The Design and Investigation of an Extremely Low Frequency (ELF) Transmission Data Link

The telecommunication engineering field is playing a big role in the technology revolution, with most new technologies, smart phones and computers etc requiring 3G internet connection to be constantly in communication worldwide. A high spectral efficiency spectrum and maximising the number of users and transmission rate within a frequency band are the most critical design objectives and challenge to improve the reliability and performance of wireless communications systems.

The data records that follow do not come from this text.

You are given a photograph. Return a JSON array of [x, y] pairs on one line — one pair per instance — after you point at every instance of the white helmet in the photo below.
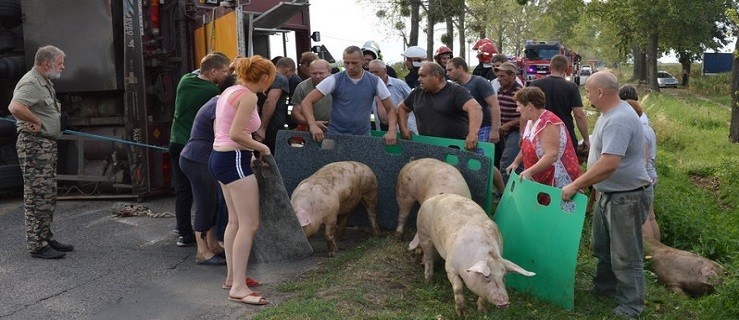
[[415, 52], [372, 47]]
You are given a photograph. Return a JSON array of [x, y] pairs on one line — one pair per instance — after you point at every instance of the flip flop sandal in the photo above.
[[252, 298], [249, 283]]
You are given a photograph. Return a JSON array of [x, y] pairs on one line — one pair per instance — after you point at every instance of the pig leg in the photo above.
[[369, 200], [675, 287], [458, 286], [330, 229], [405, 203], [429, 253], [341, 226]]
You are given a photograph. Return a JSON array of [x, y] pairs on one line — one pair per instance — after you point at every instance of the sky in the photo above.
[[348, 22]]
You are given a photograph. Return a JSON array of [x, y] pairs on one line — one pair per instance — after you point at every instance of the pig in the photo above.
[[422, 179], [458, 229], [682, 271], [331, 194]]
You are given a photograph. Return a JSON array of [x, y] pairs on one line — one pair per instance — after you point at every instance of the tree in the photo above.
[[733, 15]]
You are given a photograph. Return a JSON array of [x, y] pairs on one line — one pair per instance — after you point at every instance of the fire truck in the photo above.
[[534, 63], [124, 59]]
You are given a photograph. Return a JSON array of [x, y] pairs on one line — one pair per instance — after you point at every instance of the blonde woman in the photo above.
[[237, 118]]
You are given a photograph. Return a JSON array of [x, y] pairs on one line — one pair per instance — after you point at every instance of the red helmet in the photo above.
[[481, 42], [442, 50], [486, 52]]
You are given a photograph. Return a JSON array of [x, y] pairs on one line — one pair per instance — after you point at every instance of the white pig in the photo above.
[[330, 194], [682, 271], [458, 229], [422, 179]]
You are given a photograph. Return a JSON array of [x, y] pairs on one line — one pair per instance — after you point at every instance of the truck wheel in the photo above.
[[10, 13], [11, 178]]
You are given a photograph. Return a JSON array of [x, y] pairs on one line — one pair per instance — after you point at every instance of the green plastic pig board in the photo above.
[[487, 148], [298, 157], [541, 238]]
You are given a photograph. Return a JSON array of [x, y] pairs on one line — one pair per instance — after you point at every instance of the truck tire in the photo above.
[[11, 178], [10, 13]]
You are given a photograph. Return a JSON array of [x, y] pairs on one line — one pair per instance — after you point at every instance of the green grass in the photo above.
[[696, 203]]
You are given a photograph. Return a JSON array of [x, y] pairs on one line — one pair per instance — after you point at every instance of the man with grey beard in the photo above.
[[38, 112]]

The use of the Extremely Low Frequency (ELF) band has largely been confined to submerged submarine communications and its application to civilian data transmission has been neglected. ELF signals propagate through the ground itself using earth rods for long distances without regeneration compared to Radio Frequency (RF). There are two major noise sources in the ELF band, namely flicker noise (1/f) and 50Hz radiation of power feed cables underground. This thesis has described the theoretical aspects of adopting the ELF band and the ground itself as transmission medium in a communication link based on Orthogonal Frequency Division Multiplex (OFDM scheme. The use of 16-Quadrature Amplitude Modulation (16-QAM) and OFDM in ELF link enhances the transmission capacity at such low frequencies and reduces the multi-path interference. The link could handle at least 1000 bit/s (bps) and replace the complexity and reduces the power needed for RF link in some applications.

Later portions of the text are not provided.